Но и «шанхайская» версия лишь отрывок из детского стихотворения «Повесть о капитане и китайчонке Лане», которое вышло отдельной книжкой в 1926 году. Китаевед Лидия Головачева вспоминала: «В этом стихотворении рассказывалось о шанхайском мальчике, который пробрался на один такой корабль и залез в трюм. Злые английские моряки обнаружили его далеко в море и выбросили за борт. А мальчик хорошо плавал. Обнаружив это, англичане выловили ребенка и со смехом привязали к его ногам гири: «Ну-ка, ты поныряй с гирями на ногах!..» Ужасный этот образ остался со мной на всю жизнь. Спустя много лет мне сказали, что это было стихотворение Джека Алтаузена».
Если быть совсем точными, жуткую повесть о несчастном китайском мальчике Алтаузен написал в соавторстве с Борисом Ковыневым, который позднее прославится стихотворением «22 июня, ровно в четыре часа…». Оба поэта выпустили затем еще одну общую книжку – «Повесть о негритенке».
Что до «китайчонка Ланя», здесь первую скрипку наверняка играл Алтаузен. Яша Алтаузен родился в 1907 году (Федосьевский прииск ныне Бодайбинского района Иркутской области) в семье конюха и золотоискателя Моисея Алтаузена. В 11 лет попал в Китай – сначала в Харбин, затем в тот самый Шанхай. Служил боем (мальчик-прислуга) в отеле и на пароходе, получил имя Джек, которое внесли в документы. Вернувшись в Россию, подружился с поэтом Иосифом Уткиным и избрал ту же стезю. У Ковынева опыт странствий отсутствовал, хотя он и создал в 1927 году на пару с Борисом Савранским стихотворение «Глаза индуса».
Вскоре после выхода книжки о китайчонке отрывок из стихотворной повести пошел в народ и стал песней. Правда, утопление мальчика жестокими англичанами народ безжалостно отсек, вполне хватило ароматного чая и «банановых» рыбаков.
А по части угля, омытого кровью зэков, песня оказалась пророческой. 5 марта 1953 года умер Сталин, а 27 марта Президиум Верховного Совета СССР утвердил указ «Об амнистии», подготовленный Лаврентием Берией. Однако под этот указ не попало большинство «политиков» и профессиональных уголовников. 26 июня в Москве арестовывают Берию, с которым арестанты связывали «бериёвскую» амнистию и надежды на новые акты милосердия. После ареста Берии оперработники отделов МГБ в лагерях закручивали гайки и ужесточали репрессии.

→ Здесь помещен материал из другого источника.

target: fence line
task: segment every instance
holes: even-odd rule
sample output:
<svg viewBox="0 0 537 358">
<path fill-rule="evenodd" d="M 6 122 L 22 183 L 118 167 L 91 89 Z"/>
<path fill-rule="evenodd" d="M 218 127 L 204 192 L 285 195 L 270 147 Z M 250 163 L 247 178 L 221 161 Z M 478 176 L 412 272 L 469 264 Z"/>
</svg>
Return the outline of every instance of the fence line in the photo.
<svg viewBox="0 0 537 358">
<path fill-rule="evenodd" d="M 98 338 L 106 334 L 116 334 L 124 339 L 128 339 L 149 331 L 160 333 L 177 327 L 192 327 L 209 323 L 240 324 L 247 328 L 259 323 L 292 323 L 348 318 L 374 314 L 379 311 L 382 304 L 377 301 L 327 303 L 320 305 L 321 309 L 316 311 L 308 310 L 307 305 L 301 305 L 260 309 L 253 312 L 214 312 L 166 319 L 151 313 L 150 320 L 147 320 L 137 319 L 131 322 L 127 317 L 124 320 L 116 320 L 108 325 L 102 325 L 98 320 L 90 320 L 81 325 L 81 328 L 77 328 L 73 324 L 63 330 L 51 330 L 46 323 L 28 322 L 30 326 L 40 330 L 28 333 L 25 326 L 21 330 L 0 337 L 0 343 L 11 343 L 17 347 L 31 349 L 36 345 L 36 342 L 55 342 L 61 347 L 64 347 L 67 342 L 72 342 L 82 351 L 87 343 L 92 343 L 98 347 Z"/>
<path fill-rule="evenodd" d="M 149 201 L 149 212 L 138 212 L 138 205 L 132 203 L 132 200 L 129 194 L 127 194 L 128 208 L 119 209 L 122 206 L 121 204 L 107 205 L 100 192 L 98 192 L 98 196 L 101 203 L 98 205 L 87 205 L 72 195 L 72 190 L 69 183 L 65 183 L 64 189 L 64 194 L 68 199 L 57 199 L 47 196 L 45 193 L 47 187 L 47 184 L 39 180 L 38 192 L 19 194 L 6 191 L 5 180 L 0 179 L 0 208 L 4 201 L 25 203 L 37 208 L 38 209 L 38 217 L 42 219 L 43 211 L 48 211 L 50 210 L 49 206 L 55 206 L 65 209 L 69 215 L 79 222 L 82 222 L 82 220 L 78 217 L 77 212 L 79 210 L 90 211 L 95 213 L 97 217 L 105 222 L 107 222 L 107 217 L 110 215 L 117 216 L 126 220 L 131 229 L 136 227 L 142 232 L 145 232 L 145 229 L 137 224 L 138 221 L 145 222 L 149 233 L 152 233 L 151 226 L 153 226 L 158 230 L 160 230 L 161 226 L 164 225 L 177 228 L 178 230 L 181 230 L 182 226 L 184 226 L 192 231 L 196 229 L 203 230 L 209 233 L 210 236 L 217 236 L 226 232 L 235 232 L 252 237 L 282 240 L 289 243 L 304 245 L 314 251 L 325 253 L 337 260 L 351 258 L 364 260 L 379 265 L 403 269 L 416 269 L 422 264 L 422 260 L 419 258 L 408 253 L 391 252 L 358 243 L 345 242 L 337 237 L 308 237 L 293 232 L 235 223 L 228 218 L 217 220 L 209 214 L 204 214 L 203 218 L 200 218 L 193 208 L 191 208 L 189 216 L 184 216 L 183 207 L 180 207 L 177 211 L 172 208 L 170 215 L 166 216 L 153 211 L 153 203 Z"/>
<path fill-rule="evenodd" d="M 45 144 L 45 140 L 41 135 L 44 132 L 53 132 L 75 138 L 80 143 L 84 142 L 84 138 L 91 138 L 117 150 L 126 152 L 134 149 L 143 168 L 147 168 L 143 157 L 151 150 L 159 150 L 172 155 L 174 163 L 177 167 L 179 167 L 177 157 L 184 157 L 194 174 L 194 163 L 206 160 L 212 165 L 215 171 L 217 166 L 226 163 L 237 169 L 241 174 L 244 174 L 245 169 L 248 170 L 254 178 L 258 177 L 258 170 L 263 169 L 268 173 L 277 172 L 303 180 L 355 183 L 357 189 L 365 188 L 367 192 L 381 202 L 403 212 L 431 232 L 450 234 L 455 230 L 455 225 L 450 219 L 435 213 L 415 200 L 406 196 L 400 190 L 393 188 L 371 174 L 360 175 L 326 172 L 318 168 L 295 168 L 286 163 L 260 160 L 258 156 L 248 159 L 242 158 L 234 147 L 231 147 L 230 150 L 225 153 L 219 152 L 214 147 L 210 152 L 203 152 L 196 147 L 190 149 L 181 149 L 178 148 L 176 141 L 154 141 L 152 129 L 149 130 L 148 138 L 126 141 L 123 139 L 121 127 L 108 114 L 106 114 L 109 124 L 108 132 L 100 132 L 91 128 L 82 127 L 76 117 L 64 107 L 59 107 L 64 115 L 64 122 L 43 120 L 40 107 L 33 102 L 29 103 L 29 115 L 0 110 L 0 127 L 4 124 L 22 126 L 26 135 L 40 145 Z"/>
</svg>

В ответ в воркутинских лагерях распространялись листовки: «Не давать угля, пока не будет амнистии», «Свободу заключенным», такие же надписи появляются на пустых вагонетках, выходящих из шахт на поверхность. Забастовки следовали одна за другой. В лаготделении № 10 участники требовали отпустить на свободу всех заключенных. 1 августа 1953 года арестанты попытались прорваться через ворота зоны на волю, но их остановили пулеметы. Погибло 42 и было ранено 135 человек.
И все же восстания не прошли бесследно. Вскоре начался массовый пересмотр дел заключенных, а 26 августа 1955 года Совет министров СССР принял постановление о переводе шахт комбината «Воркутауголь» на вольнонаемную рабочую силу. Этот перевод был закончен в 1960 году.